Many are mulling over whether the race would have been any different had John McCain made greater use of Barack Obama’s association with Reverend Wright. Well, it depends to a large extent on what he did with it and when he did it, I suppose.
He could have incorporated Wright in a theme of Obama as two-faced–presenting different views and images to different people. He might have made the point that Obama’s credibility was suspect (e.g. lying about his ignorance of Wright’s views). Or he might have used the relationship, along with those of other left-wing associates and organizations, to explain Obama radical views and background.
All of these themes, minus Wright, were tossed out at one time or another. Some will claim they “didn’t work,” so using Wright wouldn’t have made any differences. Others say Wright would have provided the perfect amplification to make those character assaults stick. Everyone will draw their own lesson.

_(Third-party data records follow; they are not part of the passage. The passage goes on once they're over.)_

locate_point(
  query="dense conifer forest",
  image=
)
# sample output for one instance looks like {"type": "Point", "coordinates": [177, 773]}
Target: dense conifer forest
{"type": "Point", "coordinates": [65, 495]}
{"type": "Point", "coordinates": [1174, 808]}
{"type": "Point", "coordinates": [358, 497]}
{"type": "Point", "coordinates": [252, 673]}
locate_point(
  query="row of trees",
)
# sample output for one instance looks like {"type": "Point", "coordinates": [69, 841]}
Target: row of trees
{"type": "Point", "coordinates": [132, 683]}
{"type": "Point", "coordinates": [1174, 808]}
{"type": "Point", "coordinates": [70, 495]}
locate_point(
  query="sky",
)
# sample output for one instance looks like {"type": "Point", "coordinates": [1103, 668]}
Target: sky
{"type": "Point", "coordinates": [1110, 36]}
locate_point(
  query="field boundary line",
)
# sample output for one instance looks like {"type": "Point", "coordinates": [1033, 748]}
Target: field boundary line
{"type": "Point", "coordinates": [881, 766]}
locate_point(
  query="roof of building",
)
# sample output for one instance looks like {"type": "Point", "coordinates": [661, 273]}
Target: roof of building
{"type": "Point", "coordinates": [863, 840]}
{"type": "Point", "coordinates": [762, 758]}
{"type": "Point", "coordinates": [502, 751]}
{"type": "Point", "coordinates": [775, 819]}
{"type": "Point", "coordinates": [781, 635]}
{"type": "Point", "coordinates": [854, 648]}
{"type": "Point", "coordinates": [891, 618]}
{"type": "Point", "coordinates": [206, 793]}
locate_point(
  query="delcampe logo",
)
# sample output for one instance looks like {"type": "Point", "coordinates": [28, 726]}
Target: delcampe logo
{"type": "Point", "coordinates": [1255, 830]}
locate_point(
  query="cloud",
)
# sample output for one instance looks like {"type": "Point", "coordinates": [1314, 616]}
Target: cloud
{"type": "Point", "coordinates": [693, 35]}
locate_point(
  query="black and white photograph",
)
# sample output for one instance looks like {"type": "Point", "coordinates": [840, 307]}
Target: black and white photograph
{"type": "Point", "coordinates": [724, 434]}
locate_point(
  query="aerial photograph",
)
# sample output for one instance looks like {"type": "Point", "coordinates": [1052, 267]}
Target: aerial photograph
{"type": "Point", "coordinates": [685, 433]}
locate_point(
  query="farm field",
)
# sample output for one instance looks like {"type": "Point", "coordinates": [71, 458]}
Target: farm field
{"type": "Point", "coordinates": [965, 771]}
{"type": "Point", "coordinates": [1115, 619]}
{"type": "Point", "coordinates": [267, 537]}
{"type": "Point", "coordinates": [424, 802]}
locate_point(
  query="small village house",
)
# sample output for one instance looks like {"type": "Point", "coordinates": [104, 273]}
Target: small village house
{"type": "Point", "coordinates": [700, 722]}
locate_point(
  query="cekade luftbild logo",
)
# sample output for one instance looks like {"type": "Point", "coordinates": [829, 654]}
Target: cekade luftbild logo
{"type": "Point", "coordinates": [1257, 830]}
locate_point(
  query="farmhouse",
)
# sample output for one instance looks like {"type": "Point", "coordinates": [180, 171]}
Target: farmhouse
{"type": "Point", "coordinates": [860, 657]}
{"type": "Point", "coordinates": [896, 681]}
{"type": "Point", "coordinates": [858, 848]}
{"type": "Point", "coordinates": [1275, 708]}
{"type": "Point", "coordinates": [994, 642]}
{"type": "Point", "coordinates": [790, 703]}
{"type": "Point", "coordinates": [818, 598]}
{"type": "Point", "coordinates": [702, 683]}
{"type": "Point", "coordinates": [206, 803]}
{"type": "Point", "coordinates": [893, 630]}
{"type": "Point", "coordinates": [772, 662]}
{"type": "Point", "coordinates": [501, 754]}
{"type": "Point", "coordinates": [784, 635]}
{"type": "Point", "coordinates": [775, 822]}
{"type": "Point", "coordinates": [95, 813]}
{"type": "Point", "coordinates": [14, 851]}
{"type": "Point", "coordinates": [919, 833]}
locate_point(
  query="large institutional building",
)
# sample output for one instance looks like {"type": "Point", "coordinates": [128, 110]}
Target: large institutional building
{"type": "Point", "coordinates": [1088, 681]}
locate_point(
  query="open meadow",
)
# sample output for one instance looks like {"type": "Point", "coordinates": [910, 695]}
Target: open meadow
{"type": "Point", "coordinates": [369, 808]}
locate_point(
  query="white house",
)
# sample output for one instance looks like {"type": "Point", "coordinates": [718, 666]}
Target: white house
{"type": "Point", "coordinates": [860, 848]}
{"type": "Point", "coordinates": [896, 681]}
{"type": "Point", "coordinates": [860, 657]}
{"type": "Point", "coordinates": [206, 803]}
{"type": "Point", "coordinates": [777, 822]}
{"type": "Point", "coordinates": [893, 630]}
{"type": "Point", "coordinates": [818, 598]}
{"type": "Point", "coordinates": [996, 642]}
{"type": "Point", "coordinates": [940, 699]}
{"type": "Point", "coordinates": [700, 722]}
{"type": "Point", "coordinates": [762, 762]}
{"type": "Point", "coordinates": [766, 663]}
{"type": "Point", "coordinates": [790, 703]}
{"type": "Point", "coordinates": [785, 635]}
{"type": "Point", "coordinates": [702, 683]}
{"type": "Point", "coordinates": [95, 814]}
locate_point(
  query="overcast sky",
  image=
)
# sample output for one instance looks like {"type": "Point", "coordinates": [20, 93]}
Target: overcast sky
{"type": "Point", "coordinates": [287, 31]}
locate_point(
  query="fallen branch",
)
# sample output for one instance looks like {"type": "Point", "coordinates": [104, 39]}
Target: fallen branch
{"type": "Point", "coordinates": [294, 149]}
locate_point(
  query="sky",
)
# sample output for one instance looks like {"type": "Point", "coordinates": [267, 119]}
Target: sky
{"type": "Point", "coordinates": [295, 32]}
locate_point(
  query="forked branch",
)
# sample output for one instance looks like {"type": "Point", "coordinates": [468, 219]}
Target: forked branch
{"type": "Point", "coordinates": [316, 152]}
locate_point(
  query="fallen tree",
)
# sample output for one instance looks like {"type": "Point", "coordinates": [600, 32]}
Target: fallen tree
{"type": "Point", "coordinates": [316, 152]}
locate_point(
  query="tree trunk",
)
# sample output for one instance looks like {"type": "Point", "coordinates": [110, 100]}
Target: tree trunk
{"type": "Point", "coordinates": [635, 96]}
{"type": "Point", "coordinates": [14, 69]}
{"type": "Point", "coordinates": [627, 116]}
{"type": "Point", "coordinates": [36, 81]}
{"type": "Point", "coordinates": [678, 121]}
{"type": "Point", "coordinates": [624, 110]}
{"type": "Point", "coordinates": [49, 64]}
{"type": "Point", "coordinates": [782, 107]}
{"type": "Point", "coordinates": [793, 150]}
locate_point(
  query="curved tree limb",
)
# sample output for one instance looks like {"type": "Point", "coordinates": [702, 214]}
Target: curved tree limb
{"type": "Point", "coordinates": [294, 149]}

However, one thing nags at conservatives: they suspect that the decision to reject use of Wright was based, not on a cold, cost-benefit analysis, but because of McCain’s inconsistent sense of “honor” and unwillingness to take heat from elite critics (who ironically gave him no credit). This personal, emotion-laden decision making style is a familiar McCain trait. If these critics are correct, the decision on Wright was inescapable. It naturally flowed from McCain, who in many ways was a politician hampered as much by his own personal and intellectual quirks and habits as by his opponent or the tough environment of this campaign.